SAN FRANCISCO — San Francisco may be getting ready to shed its image as a city where anything goes, including clothing.
City lawmakers are scheduled to vote Tuesday on an ordinance that would prohibit nudity in most public places, a blanket ban that represents an escalation of a two-year tiff between a devoted group of men in the city’s famously gay Castro District and the supervisor who represents the area.
Supervisor Scott Wiener’s proposal would make it illegal for a person over the age of 5 to “expose his or her genitals, perineum or anal region on any public street, sidewalk, street median, parklet or plaza” or while using public transit.
A first offense would carry a maximum penalty of a $100 fine, but prosecutors would have authority to charge a third violation as a misdemeanor punishable by up to a $500 fine and a year in jail. Exemptions would be made for participants at permitted street fairs and parades, such as the city’s annual gay pride event.
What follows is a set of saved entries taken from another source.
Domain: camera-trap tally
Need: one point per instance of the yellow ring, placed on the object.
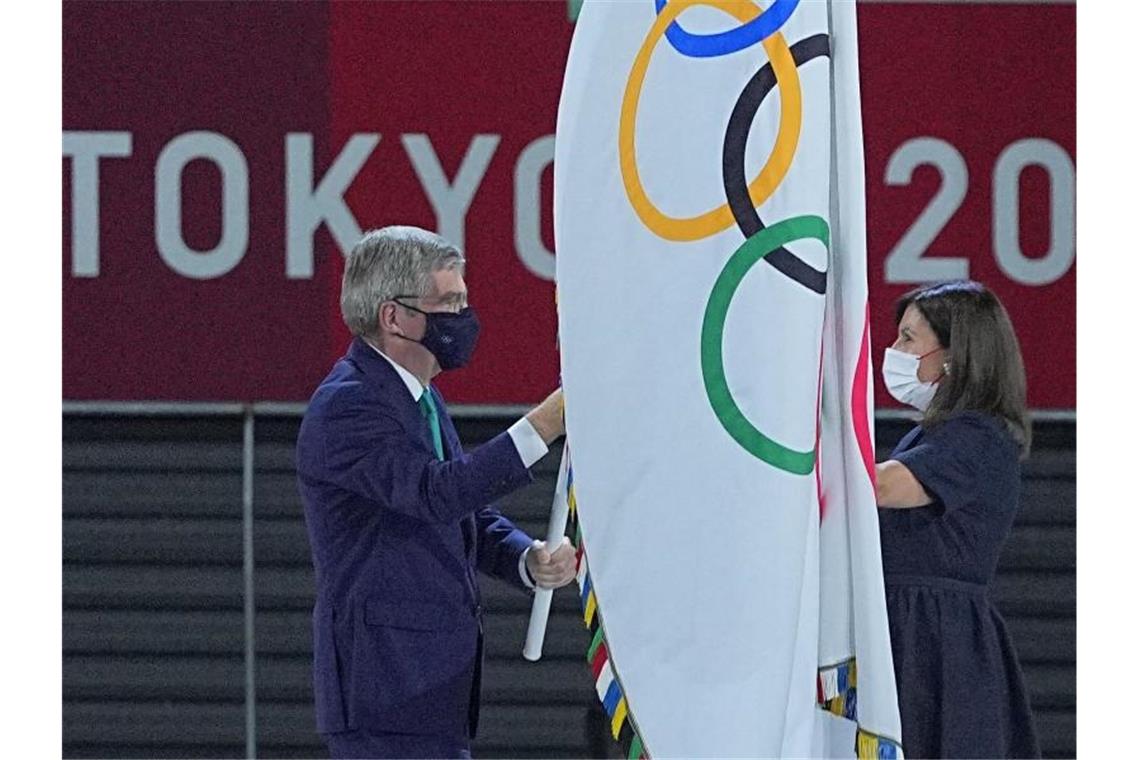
(759, 189)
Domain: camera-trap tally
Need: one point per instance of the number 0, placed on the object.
(1007, 194)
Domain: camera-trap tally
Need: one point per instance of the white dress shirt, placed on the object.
(527, 441)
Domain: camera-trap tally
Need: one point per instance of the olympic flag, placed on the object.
(709, 226)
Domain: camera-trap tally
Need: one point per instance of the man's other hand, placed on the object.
(552, 570)
(547, 418)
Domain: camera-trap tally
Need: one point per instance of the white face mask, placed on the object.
(901, 375)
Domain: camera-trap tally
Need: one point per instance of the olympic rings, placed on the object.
(773, 171)
(735, 187)
(716, 311)
(722, 43)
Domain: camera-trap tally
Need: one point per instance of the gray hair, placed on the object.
(390, 262)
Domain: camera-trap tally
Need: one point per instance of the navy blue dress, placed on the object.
(960, 688)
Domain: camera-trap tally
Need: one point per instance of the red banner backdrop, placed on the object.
(218, 157)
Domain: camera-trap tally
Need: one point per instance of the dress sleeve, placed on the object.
(951, 459)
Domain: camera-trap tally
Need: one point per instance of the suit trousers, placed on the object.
(360, 744)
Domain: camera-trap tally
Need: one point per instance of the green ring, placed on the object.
(716, 385)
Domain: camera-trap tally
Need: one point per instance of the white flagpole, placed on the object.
(540, 609)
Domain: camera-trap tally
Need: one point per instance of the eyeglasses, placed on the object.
(453, 303)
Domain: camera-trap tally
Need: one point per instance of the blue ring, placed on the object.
(722, 43)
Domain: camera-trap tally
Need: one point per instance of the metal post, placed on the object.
(251, 695)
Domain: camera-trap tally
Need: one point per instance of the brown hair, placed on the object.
(986, 373)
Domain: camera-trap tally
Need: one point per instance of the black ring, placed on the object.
(735, 182)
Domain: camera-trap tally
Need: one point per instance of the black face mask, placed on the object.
(450, 336)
Mr. Wiener said he resisted introducing the ordinance, but felt compelled to act after constituents complained about the naked men who gather in a small Castro plaza most days and sometimes walk the streets unclothed. He persuaded his colleagues last year to pass a law requiring a cloth to be placed between public seating and bare rears, yet the complaints have continued.
“I don’t think having some guys taking their clothes off and hanging out seven days a week at Castro and Market Street is really what San Francisco is about. I think it’s a caricature of what San Francisco is about,” Mr. Wiener said.
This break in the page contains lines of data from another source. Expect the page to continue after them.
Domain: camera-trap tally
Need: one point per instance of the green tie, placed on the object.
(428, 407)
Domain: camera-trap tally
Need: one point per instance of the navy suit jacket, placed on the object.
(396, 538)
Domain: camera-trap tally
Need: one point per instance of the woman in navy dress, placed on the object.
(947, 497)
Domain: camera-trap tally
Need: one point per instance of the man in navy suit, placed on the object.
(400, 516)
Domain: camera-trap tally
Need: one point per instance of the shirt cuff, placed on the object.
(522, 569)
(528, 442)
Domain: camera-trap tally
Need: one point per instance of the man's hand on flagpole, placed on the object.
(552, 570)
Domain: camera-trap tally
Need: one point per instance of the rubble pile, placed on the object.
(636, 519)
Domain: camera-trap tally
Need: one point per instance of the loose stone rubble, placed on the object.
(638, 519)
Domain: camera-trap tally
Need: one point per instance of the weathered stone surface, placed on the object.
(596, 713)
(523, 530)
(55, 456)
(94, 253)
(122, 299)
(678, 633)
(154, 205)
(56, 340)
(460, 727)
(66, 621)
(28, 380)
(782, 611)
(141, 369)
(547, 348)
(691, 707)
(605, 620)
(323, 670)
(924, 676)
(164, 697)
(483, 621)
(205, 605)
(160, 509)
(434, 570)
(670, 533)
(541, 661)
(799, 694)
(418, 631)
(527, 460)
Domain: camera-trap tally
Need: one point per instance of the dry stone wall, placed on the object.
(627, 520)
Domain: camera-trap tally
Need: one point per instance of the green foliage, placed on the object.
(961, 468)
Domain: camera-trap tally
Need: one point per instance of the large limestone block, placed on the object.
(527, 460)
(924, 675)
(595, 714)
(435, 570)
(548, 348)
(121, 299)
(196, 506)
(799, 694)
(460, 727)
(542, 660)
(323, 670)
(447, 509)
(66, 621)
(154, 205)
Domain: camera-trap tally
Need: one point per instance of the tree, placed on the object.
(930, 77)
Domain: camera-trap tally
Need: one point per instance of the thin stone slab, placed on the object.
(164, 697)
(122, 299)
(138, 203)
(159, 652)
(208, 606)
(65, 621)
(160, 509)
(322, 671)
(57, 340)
The proposed ban predictably has produced outrage, as well as a lawsuit. Last week, about two dozen people disrobed in front of City Hall and marched around the block to the amusement of gawking tourists and high school students on a field trip.
Stripped down to his sunglasses and hiking boots, McCray Winpsett, 37, said he understands the disgust of residents who would prefer not to see the body modifications and sex enhancement devices sported by some of the Castro nudists. But he thinks Mr. Wiener’s prohibition goes too far in undermining a tradition “that keeps San Francisco weird.”
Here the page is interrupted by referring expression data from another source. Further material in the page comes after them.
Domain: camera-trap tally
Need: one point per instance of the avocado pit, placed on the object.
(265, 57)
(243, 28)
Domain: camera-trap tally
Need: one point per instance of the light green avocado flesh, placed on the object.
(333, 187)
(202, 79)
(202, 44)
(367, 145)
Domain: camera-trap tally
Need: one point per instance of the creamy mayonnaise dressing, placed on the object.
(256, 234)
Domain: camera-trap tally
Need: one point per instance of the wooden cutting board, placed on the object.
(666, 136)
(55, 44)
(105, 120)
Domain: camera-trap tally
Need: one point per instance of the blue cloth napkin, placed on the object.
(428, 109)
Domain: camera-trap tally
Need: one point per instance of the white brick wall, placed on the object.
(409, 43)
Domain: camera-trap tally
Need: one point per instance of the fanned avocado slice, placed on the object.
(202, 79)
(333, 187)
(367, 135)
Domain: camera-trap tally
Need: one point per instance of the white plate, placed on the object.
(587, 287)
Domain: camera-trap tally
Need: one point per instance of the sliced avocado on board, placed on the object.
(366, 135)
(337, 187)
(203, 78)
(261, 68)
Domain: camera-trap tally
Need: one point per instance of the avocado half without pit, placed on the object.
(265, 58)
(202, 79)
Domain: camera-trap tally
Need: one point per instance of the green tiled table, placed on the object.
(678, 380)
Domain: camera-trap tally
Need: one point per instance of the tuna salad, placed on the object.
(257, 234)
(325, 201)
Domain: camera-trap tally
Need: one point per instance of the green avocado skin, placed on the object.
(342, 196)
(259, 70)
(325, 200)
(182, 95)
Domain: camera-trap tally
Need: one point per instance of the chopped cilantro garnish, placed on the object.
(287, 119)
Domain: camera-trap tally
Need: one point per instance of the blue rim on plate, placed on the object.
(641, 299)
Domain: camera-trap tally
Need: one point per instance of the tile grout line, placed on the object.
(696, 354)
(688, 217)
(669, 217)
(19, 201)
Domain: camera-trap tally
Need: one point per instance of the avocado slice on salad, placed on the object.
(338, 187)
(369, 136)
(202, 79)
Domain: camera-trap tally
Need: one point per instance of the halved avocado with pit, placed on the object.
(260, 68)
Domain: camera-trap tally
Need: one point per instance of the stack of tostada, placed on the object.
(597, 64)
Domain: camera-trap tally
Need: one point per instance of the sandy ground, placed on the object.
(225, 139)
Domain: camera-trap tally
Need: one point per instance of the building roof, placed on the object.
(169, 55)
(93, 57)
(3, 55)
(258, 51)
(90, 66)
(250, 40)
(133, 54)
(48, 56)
“A few lewd exhibitionists are really ruining it for the rest of us,” he said. “It’s my time to come out now to present myself in a light and show what true nudity is all about so people can separate the difference between what a nudist is and an exhibitionist is.”
Because clothes are required to enter City Hall itself, demonstrators who try to disrobe at the Board of Supervisors meeting will be escorted out by sheriff’s deputies.
San Francisco lawyer Christina DiEdoardo filed a federal lawsuit last week that seeks to block Mr. Weiner’s ordinance, if it passes and is signed by Mayor Edwin Lee. The complaint says the ban infringes on the free speech rights of nudists and discriminates against those who cannot afford to obtain a city permit.